Well okay, well then whjat’s the secret to hitting greens out of it to the tune of turning 6/14 into 14/18? Something we talked about consistently pre-championship:  patience and discipline.

“I stayed really patient today. I didn’t have a very good start. I was 2-over through three, and luckily I was able to make three birdies in a row right after that. I just really tried to do a good job of hitting middle of the greens, just giving myself a lot of putts.”

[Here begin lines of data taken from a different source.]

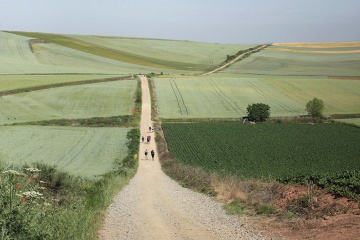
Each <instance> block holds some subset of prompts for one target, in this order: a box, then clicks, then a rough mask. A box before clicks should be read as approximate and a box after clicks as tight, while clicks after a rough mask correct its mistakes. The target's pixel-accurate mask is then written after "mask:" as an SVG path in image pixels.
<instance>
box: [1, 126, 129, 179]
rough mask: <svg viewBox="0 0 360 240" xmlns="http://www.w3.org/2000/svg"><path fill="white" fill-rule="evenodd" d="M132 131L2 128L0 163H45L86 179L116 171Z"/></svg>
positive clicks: (123, 154)
mask: <svg viewBox="0 0 360 240" xmlns="http://www.w3.org/2000/svg"><path fill="white" fill-rule="evenodd" d="M129 130H130V128H106V127H104V128H86V127H82V128H75V127H72V128H69V127H55V126H54V127H44V126H16V127H1V131H0V144H1V150H0V161H4V162H6V163H7V164H14V165H22V164H24V163H28V164H31V163H34V162H43V163H47V164H49V165H56V166H57V168H58V169H60V170H63V171H67V172H69V173H71V174H75V175H80V176H84V177H94V176H95V175H100V174H104V173H106V172H108V171H110V170H112V169H113V167H114V164H115V161H116V160H117V159H118V160H122V159H123V158H124V157H125V156H126V154H127V147H126V143H127V141H128V140H127V138H126V136H127V133H128V131H129Z"/></svg>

Meanwhile, newly-minted Masters champion Jon Rahm of Spain struggled mightily, posting a disappointing 76, tied for 132nd, ten shots back. Things looked promising when, starting on the back, he opened with a textbook birdie on the 10th, but then bogeys in six holes between 16 (his seventh hole of the day) and the par-3 third dropped him to 4-over. He then bogeyed six and double bogeyed seven before birdieing the eighth to finish 6-over for the day. A dismal line score of 4-for-14 fairways hit and 7-of-18 greens in regulation won’t be bring any hardware home and could lead to an early exit tomorrow in the form of a missed cut.

“The main thing on this course is hitting the fairway. If you put the ball in the fairway you can actually give yourself a lot of good chances… and that is what I did not do,” Rahm admitted candidly. “I Couldn’t find the fairway, and the fairways that I missed cost me bogeys.”

Other former major champions and popular stars that have finished their rounds include reigning Open Championship winner Cameron Smith and a trio of former PGA champions at 2-over Justin Thomas (2017 and 2022), Padraig Harrington (2008), and Brooks Koepka (2018 and 2019). Gary Woodland, Jimmy Walker, (the 2016 PGA Champion), and Jordan Speith, seeking the final leg of the career Grand Slam are at 3-over, while Zach Johnson and Webb Simpson are at 4-over. Reigning U.S. Open champion Matt Fitzpatrick of England is at 6-over.

“That was the worst I’ve hit it in a long time,” groused a surly unobliging Koepka after the round, looking like he’d rather handle a scorpion than talk to a journalist. “Scrambled really well, missed a couple putts early, but scrambled really well late. Yeah, that was the worst I’ve hit it in a really long time…. Probably could have shot even. But like I said, I just didn’t have it.”